歴史的考察と提言
債権は譲渡できるものなのか?
そもそも、債権とは譲渡できるものなのか? と論じられたのは古くはローマ法に遡ります。ローマ法の初期では、債権・債務関係は特定の人と特定の人との間でのみ存在するものであり、債権者が変更すると、債権はその同一性を失うものと考えられていました。また、わが国においての民法起草時前の債権の譲渡性については、明治9年制定太政官布告「証文譲り」によると証書を書き替えなければ権利は移らなかったと規定されていました。

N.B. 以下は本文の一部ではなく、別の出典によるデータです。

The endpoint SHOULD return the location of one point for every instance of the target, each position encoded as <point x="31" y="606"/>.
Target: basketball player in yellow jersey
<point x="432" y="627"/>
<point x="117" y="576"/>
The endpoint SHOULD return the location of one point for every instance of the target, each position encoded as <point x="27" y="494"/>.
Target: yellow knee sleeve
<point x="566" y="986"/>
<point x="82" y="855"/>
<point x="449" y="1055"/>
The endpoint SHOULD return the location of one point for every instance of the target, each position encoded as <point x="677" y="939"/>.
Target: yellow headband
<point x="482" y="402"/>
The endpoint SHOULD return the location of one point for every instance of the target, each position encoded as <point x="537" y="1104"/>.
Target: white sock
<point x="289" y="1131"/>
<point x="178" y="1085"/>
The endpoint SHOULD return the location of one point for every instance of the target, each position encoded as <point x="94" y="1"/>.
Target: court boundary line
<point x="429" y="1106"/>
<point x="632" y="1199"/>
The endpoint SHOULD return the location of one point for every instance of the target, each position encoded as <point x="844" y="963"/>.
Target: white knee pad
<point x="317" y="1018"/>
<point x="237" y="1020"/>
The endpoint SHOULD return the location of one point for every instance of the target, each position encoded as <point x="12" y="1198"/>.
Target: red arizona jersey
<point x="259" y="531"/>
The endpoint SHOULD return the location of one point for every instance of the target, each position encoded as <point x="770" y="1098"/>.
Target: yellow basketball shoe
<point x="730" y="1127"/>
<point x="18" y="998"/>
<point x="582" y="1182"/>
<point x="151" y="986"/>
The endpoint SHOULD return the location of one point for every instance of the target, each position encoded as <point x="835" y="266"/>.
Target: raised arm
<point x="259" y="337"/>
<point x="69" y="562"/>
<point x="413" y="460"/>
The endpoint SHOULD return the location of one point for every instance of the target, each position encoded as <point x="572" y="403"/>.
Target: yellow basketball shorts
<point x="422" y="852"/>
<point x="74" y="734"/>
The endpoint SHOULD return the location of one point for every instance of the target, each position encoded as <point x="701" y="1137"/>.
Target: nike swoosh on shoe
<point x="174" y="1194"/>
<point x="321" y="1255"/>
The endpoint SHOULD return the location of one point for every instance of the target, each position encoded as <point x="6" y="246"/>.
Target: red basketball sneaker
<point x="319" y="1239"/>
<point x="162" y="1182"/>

このように国内外の法解釈の変遷とともに債権譲渡は論じられてきました。しかしながら、世界各国の近代民法では、等しく債権の譲渡性を認めています。
欧米における売掛債権譲渡商品の歴史
14世紀後半、イギリスにおいて売掛債権を買い取り資金供給をしたり、売掛債権の支払保証をするファクターとよばれる仲介業者がおこなったファクタリングが売掛債権を利用した金融の始まりとされています。実際には、当初は商品ファクターで、のちに売掛債権をもっておこなう金融ファクターに発達しました。イギリスにおけるファクタリングは、前払いはせずに売掛先から支払があった場合にクライアントに支払うに過ぎないものだったようです。
現在おこなわれている形式のものは、米国で19世紀末から20世紀初頭に開発されました。しかしながら、当時においても、売掛先に公然と譲渡の事実を通知するファクタリング方式は受け入れられず、歴史的には繊維取引の分野でのみ、発展し受け入れられたに過ぎませんでした。一部のわが国の風潮のように、繊維業界以外は売掛債権を譲渡するような企業は経営危機に瀕しているものと解されていました。
この米国式ファクタリングが生まれた同時期に、売掛債権担保融資が生まれました。
売掛債権担保融資は、1904年シカゴにある百科辞典の販売業者が考案しました。日本で初めて当社が商品化した96年前のことでした。ファクタリングが売掛債権を償還請求なしに買い取るのに対し、売掛債権担保融資は純粋な金銭消費貸借がおこなわれ、借主は常に借入金を返済しなければならない方式です。当初はファクタリングと同様売掛先に通知式でおこなうことを考えたようでしたが、やはりクライアントの心理的抵抗にあい黙示型になったようです。
すなわち、ファクタリングは債権譲渡が公然と債務者に通知されおこなわれるのに対し、売掛債権担保融資は債権譲渡が債務者に黙示におこなわれ、債権回収も借主が自己の責任と名のもとにおこない、借主は貸主に返済するのです。これを信託的譲渡といいます。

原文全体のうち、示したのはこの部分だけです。